The original Shinjuku Gyoen Greenhouse was a 100-square-meter glass structure completed in 1875, when the park was a government-run experiment center for the purpose of promoting western agriculture.

The Meiji Era brought technological advances to the greenhouse, and sometime between 1893 and 1895 temperature regulation features were added to the facility. This made it possible to cultivate tropical and subtropical plants, making the building a true western-style greenhouse and a beacon for horticultural efforts throughout Japan.

The original greenhouse, along with the rest of Shinjuku Gyoen, was decimated during the air raids of World War II. By 1958, the greenhouse had been rebuilt and would undergo several renovations over the following decades.

The greenhouse that you can visit today opened in 2012 and is located next to the ruins of the original Meiji-era structure. It is a modern marvel that houses over 2,700 species of plants from all over the world, with an emphasis on protecting endangered species.

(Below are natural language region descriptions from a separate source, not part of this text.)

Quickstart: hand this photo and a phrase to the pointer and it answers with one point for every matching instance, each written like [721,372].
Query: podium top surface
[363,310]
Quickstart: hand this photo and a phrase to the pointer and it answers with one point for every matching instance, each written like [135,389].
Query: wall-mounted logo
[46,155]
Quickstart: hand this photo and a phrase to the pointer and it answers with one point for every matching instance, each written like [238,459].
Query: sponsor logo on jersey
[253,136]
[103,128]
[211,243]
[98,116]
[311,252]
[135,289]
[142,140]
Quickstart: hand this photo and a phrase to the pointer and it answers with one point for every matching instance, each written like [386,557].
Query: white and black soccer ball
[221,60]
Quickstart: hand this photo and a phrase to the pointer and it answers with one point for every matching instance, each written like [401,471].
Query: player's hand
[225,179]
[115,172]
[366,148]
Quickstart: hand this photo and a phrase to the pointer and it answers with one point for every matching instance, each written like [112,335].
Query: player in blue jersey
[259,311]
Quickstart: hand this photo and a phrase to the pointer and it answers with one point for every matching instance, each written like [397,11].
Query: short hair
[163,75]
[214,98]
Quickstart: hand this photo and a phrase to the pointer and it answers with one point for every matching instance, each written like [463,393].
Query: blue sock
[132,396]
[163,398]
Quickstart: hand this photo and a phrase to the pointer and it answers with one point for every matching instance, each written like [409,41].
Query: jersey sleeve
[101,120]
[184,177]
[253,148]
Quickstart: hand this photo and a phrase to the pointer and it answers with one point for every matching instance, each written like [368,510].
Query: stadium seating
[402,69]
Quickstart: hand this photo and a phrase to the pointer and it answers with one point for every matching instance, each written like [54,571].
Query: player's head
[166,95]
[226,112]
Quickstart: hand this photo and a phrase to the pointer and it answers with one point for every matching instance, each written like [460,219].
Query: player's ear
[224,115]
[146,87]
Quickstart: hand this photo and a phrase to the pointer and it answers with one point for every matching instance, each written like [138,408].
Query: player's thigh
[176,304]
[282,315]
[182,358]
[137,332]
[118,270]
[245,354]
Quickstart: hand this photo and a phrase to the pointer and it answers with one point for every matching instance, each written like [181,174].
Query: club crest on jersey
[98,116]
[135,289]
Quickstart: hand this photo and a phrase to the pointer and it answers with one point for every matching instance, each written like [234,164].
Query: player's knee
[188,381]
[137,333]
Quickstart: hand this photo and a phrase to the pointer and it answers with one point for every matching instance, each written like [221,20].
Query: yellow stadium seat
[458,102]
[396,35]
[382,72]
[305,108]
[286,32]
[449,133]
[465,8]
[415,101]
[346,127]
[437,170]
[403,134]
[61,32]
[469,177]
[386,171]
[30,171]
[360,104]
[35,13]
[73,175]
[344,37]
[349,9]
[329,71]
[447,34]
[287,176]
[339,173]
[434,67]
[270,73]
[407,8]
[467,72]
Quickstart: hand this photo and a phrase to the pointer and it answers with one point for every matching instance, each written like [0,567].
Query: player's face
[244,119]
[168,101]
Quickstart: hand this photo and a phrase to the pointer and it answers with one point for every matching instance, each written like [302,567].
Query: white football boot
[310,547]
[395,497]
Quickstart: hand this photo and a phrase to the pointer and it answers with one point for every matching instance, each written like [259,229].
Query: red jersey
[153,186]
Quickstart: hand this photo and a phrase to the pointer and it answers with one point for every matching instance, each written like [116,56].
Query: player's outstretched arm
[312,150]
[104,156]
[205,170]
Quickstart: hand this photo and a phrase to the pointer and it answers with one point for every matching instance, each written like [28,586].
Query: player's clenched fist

Experiencing the greenhouse

The greenhouse is popular with photography enthusiasts.

I use the term “greenhouse” loosely, as the facility you’ll find in Shinjuku Gyoen is much more than a mere glass room with flowers or berries. In reality, the looming glass structure is more like a biodome that you’d find on a massive spacefaring vessel from your favorite science fiction movie. Thankfully, entering the greenhouse is as simple as stepping through a door—no ticket taking or pomp and circumstance required. If you’ve paid to enter Shinjuku Gyoen, then the greenhouse is free for you to explore at your leisure.

This sign categorizes plants by their use (food, spices, medicinal, materials, etc.). There is plenty of information throughout the greenhouse, but unfortunately almost all of it is in Japanese. Have your favorite translating app ready.

Once inside, you’ll be delighted by the sheer variety of plants and the biomes on display. It’s fascinating to see coffea arabica, cyperus papyrus, and several varieties of cactus all under one roof. Best of all, you can enjoy this escape into nature during any season, even when the park is deluged by rain in June or covered in snow in February.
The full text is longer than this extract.